> You are however using a filesystem (ZFS)

I'm aware of the memory and i386 issues, and going shopping.

> The bdb backend Bitcoin uses
> does many I/O operations, and writes them synchronously to disk, killing
> whatever caching your filesystem provides.

Sync... yes, depending on the rate/sec and size of them, that would be an
issue. "Enterprise" systems with UPS, good disk, etc assume writes are
committed upon return, eliminating need for software apps to do sync. So
I need to figure out how to turn that off?

Is sync on for everything, or just the wallet (where it could be argued as ok)?

> For those who run a large
> database on ZFS, I believe it is advised to put ZFS's intent log on a
> separate SSD-backed device, to get fast synchronous writes.

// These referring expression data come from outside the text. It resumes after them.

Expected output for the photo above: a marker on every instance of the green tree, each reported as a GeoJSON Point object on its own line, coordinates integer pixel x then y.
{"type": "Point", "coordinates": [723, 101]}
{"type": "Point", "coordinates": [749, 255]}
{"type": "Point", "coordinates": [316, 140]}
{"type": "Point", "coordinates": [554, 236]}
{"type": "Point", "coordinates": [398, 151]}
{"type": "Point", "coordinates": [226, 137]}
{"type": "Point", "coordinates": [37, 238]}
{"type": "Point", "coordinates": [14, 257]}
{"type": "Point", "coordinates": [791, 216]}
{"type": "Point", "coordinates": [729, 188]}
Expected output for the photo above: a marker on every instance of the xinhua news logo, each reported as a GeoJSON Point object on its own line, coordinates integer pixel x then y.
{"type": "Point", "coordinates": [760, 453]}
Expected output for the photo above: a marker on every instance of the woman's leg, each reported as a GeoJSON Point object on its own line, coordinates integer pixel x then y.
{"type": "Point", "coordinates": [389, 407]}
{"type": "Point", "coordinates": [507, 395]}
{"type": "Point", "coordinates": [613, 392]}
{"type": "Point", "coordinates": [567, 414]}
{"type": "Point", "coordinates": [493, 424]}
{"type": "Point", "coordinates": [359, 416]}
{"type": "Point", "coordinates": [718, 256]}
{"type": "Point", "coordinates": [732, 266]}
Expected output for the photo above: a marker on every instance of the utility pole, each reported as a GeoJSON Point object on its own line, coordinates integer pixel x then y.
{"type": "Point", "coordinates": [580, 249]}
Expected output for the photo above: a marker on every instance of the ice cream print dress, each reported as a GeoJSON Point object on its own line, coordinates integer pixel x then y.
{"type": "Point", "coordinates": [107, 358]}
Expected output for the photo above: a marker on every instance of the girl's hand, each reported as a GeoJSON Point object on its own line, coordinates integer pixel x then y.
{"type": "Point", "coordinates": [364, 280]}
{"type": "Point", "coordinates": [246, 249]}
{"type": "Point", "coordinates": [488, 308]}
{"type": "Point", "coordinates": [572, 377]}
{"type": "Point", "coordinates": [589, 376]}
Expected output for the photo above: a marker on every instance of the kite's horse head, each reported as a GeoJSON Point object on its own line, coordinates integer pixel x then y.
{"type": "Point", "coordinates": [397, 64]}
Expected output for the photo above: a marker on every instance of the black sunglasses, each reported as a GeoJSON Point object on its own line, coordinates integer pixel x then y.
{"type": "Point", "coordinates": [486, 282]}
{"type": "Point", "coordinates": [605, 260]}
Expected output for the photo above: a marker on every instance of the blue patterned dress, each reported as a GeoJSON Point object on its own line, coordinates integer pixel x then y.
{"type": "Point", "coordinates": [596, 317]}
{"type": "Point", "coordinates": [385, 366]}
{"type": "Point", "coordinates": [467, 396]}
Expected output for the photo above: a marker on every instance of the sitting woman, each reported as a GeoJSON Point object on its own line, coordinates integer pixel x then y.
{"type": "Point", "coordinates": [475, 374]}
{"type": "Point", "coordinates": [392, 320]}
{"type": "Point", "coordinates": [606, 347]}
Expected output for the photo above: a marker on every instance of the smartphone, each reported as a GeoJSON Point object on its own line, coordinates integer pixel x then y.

Guessing bitcoin's writes are small? So a RAM dev intent would be cheaper
and faster than SSD for that.

> on switching the bitcoin block verifier to use a different style database
> layout ("ultraprune"), which is smaller, faster, and will support pruning.

I'll try to search that. If it's anything like "delete old blocks/tx/coins that
have both been validated in the past and fully spent in the future since we
no longer need to validate further back beyond them [1]", that would be
interesting.

[1] Unless you're a historian or some usage other than casual transactions.